S’il est des articles prémonitoires, Le Point du 26 novembre 2009 peut se prévaloir d’un modèle, avec son papier sur la situation en République de Guinée.

« Comment se débarrasser du fantasque mais sanglant Dadis Camara ? ». L’article nous décrit l’isolement du capitaine Moussa Dadis Camara, à la tête de la junte au pouvoir, et la distance prise par ses proches, le Ministre de la Défense Sékouba Konaté et le responsable de la Sécurité présidentielle, Claude Pivi, depuis le massacre du 28 septembre dernier, quand une manifestation de l’opposition a été réprimée dans le sang, sous la houlette du lieutenant Aboubacar Toumba Diakité, aide de camp du Chef de l’Etat. Pour lui faire quitter le pouvoir, explique l’article, « les Occidentaux tablent sur des dissensions à l’intérieur même du pouvoir militaire. Conakry bruit de rumeurs sur des tentatives de putsch plus fantaisistes que réelles ».

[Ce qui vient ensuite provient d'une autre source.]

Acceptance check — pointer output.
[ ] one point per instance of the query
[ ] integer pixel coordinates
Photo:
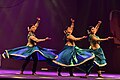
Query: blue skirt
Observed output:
(73, 56)
(21, 53)
(100, 59)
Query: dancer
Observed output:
(31, 51)
(94, 40)
(71, 55)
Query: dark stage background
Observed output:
(16, 15)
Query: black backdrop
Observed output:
(16, 15)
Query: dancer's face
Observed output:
(69, 30)
(33, 28)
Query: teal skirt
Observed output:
(73, 56)
(100, 59)
(21, 53)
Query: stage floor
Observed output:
(44, 75)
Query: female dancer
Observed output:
(72, 55)
(31, 51)
(94, 40)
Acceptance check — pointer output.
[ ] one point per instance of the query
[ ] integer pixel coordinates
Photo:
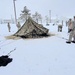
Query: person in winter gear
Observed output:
(72, 33)
(9, 27)
(70, 25)
(18, 25)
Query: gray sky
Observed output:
(60, 8)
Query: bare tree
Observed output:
(25, 14)
(37, 17)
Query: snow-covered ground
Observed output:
(44, 56)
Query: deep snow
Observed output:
(44, 56)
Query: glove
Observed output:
(69, 30)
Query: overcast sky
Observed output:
(60, 8)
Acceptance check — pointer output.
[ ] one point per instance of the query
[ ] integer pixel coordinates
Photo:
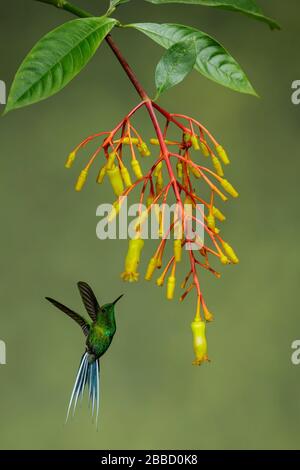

Comment en écho, quelque huit jours plus tard, le 3 décembre, l’aide de camp Aboubacar Toumba Diakité entreprenait un coup d’Etat, blessant d’une balle dans la tête le capitaine Dadis Camara. Ascension fulgurante et déclin d’un homme qui, à l’évidence, n’était pas à sa place.

Lorsque le général Lansana Conté, deuxième président de la République de Guinée, décède le 22 décembre 2008 après avoir régné d’une main de fer pendant 24 ans, il laisse un pays exsangue, gangréné par la corruption et le trafic de drogue,  et une population misérable en dépit des immenses richesses minières de ce petit Etat d’Afrique de l’Ouest. Opportuniste, l’obscur capitaine Moussa Dadis Camara prend la tête d’une junte qui déclare la suspension de la Constitution et la dissolution du gouvernement. Un Coup d’Etat pacifique qui, le 23 décembre, porte  Dadis Camara à la magistrature suprême.

Initialement séduite par son engagement volontaire contre la corruption et le narcotrafic, la population doit vite déchanter : retranché avec sa garde prétorienne de Bérets Rouges, au camp Alpha-Yaya Diallo en périphérie de Conakry, le capitaine Camara s’est laissé grisé par le pouvoir, et il n’honorera pas sa promesse de tenir, en janvier 2010, des élections auxquelles ni lui, ni la junte, ne participeraient.

La colère monte d’autant plus que l’homme cultive le ridicule. Violent, incontrôlable, dangereux et colérique, on le voit tantôt se vautrer en pyjama dans son lit, tantôt s’emporter avec fracas contre ses ministres ou l’Ambassadeur d’Allemagne : le « Dadis Show » n’amuse plus personne…

Aussi, l’opposition civile organise-t-elle, le 28 septembre dernier, date d’anniversaire de l’indépendance, et du non retentissant du fondateur de la République, Sékou Touré, à la Communauté proposée par le Général de Gaulle, une manifestation pacifique contre la participation de Camara aux élections. Les Bérets Rouges tirent alors sur la foule. Un bain de sang : quelque 150 victimes, des milliers de blessés, mais aussi de nombreuses exactions, des viols et des pillages.

La communauté internationale exige des comptes et la Cour Pénale Internationale se saisit de l’affaire. Aperçu aux abords du stade du 28-septembre, théâtre du massacre, l’aide de camp du capitaine Camara, « Toumba » Diakité, est en première ligne, et craint d’être lâché par le Président. Il choisit donc de mettre fin à cette situation en l’éliminant pour s’emparer du pouvoir.

Aujourd’hui en fuite, « Toumba » a raté son Coup d’Etat mais a semé le désordre à Conakry. D’un côté, les Bérets Rouges du Capitaine Pivi se livrent à une véritable chasse à l’homme pour le retrouver : émaillant leurs recherches d’exactions gratuites à l’encontre des civils, ils diffusent la terreur dans le pays.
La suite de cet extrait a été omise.